Miller appears ready for the challenge. He certainly has a quiet confidence about him in Year 2 that he didn't have as a rookie.
“I feel very comfortable just getting used to running the ball, the offensive line scheme and just being [involved] more,” Miller said. “I just know what I’m doing. I’m not second-guessing too much, and I’m just doing what the coaches are telling me to do. Last year, I was thinking about it too much.”
Are the Dolphins making the right decision? It’s too early to tell whether Miller can handle the load after just 51 carries last season.
Miller ranked 10th among rookie rushers last season with 250 rushing yards. Other drafted running backs such as Alfred Morris (1,613 yards) of the Washington Redskins, Doug Martin (1,454 yards) of the Tampa Bay Buccaneers and Trent Richardson (950 yards) of the Cleveland Browns had far more productive rookie campaigns and are safer bets as starters in 2013.
However, Miller has been praised by the Dolphins all offseason. Miami’s coaching staff and front office are seemingly as high on Miller as Washington is on Morris and Cleveland is on Richardson. It's a calculated risk, but Miller is doing all the right things at this point to make the Dolphins feel secure in their decision.
“[Miller] is very, very fundamentally sound,” Dolphins head coach Joe Philbin said. “He is a guy where we talk to our team about ball security. ...There were a lot of good clips we showed the ball club yesterday of him in practice executing the fundamental of where we want to.
“I think his knowledge of the system has definitely increased.

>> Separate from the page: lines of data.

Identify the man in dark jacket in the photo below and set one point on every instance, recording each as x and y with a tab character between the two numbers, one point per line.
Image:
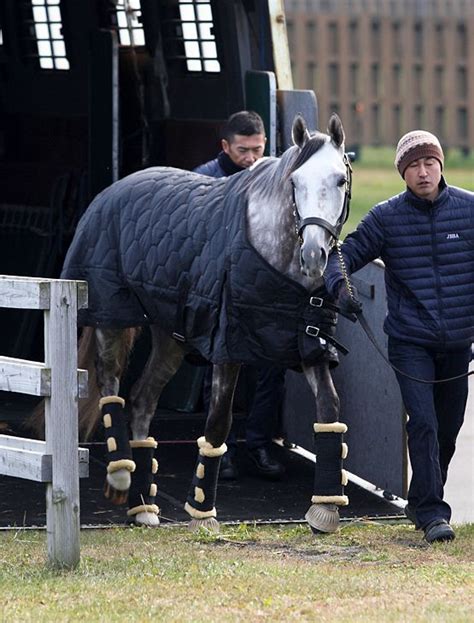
425	237
243	143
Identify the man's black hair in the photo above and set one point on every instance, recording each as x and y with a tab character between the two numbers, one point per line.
244	122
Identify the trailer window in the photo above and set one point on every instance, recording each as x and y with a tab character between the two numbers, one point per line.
49	37
129	20
198	36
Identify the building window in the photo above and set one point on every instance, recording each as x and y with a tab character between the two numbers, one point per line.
290	29
354	48
49	37
311	38
419	114
397	43
198	36
333	32
129	16
440	122
418	36
461	41
311	76
375	79
333	107
354	79
375	39
333	80
461	75
440	40
397	80
463	126
418	81
439	81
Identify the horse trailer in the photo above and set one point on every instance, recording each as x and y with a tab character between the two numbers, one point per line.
93	91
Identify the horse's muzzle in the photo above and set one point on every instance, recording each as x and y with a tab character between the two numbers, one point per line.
313	260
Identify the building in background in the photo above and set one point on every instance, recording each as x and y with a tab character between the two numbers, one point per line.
388	66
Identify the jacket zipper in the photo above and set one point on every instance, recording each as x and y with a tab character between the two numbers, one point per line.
434	247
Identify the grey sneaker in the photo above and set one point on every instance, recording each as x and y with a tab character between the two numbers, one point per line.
438	530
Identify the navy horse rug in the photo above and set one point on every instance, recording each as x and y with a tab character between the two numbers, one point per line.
170	247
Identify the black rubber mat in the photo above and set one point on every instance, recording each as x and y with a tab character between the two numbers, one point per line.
250	498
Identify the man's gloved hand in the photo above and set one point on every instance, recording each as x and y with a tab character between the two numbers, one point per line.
347	303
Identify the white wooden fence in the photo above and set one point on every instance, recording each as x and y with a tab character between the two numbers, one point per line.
57	461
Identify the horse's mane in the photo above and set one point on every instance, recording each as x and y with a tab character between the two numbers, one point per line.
271	175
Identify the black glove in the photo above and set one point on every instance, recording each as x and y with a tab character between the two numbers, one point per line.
347	303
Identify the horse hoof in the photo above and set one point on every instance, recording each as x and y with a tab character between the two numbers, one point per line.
115	496
323	518
209	524
146	520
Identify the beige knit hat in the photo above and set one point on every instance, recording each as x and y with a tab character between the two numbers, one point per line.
417	144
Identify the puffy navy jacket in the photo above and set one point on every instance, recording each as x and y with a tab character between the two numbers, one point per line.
428	251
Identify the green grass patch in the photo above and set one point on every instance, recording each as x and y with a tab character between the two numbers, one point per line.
365	572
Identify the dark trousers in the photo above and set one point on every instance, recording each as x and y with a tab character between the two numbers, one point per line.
262	416
435	416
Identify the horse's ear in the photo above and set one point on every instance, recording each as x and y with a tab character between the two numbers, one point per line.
335	130
299	131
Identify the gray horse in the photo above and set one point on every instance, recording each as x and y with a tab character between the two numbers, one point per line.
228	268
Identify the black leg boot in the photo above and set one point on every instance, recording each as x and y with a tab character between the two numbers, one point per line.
141	500
200	503
119	454
329	477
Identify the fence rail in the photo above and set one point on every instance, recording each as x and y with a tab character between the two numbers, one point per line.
58	461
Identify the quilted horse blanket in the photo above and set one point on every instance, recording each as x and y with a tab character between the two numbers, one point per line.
170	247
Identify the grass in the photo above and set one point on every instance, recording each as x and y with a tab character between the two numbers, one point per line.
376	179
366	572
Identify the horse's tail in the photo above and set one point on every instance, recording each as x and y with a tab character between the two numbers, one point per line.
89	413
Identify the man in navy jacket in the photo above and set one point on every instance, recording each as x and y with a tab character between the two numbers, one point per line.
425	237
243	143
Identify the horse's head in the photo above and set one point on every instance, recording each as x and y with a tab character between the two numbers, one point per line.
321	185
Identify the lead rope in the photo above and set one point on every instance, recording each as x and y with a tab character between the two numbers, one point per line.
368	331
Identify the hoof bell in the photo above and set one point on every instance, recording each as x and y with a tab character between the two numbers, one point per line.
323	518
115	495
209	524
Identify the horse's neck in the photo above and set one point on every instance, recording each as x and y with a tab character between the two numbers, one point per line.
271	231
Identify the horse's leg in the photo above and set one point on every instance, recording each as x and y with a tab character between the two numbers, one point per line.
108	370
164	360
329	477
200	503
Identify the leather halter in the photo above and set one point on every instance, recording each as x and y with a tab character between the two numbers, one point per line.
334	230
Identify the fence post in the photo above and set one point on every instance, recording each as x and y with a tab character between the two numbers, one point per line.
61	421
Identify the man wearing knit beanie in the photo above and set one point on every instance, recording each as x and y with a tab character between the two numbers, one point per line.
425	237
419	159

He appears to be a lot more comfortable in what he is doing. [There] doesn’t appear to be much indecision in his play. He’s doing a nice job.”
The hunger for more is what’s fueling Miller. He made a wise decision this offseason to train with four-time Pro Bowl tailback and fellow University of Miami alum Frank Gore. Miller looks up to Gore, 30, because they have a lot of similarities. Gore also is a Miami native who took a similar path to the NFL by starring at the University of Miami. Similar to Miller, who suffered a shoulder injury in college, Gore (knees) also entered the NFL with injury concerns but went on to have a stellar career.
Miller believes his time with Gore will make him a better NFL player in 2013.
“He gave me a lot of advice, going from his first year to now,” Miller explained. “He taught me how to pass protect, catch the ball out of the backfield and take whatever the defense is giving me.”
Being a starting running back in Philbin’s offense isn’t easy. The player must have multiple talents, many of which do not include just running the ball.
Philbin and offensive coordinator Mike Sherman run a quarterback-heavy West Coast system that requires running backs to do a lot of pass protecting and catching the football in open space. The closest comparison would be Pro Bowl quarterback Aaron Rodgers’ offense in Green Bay, where Philbin served as offensive coordinator from 2007-11. Philbin is trying to mold the Dolphins into a similar attacking-style offense.
The Bush safety net is no longer available for Miller. He is the focal point of Miami’s running game and must prove he can be a complete tailback. Miller averaged just 3.2 carries per game last season, and that number could get into the 20s on most weeks this year.
There is certainly a buzz in Miami that Miller is ready to produce his first 1,000-yard season. But Miller isn’t focusing on his own preseason hype.
“I hear people talking about it, but I really try not to get into it,” Miller said. “I’m just staying humble and just staying focused on what the team wants me to do.”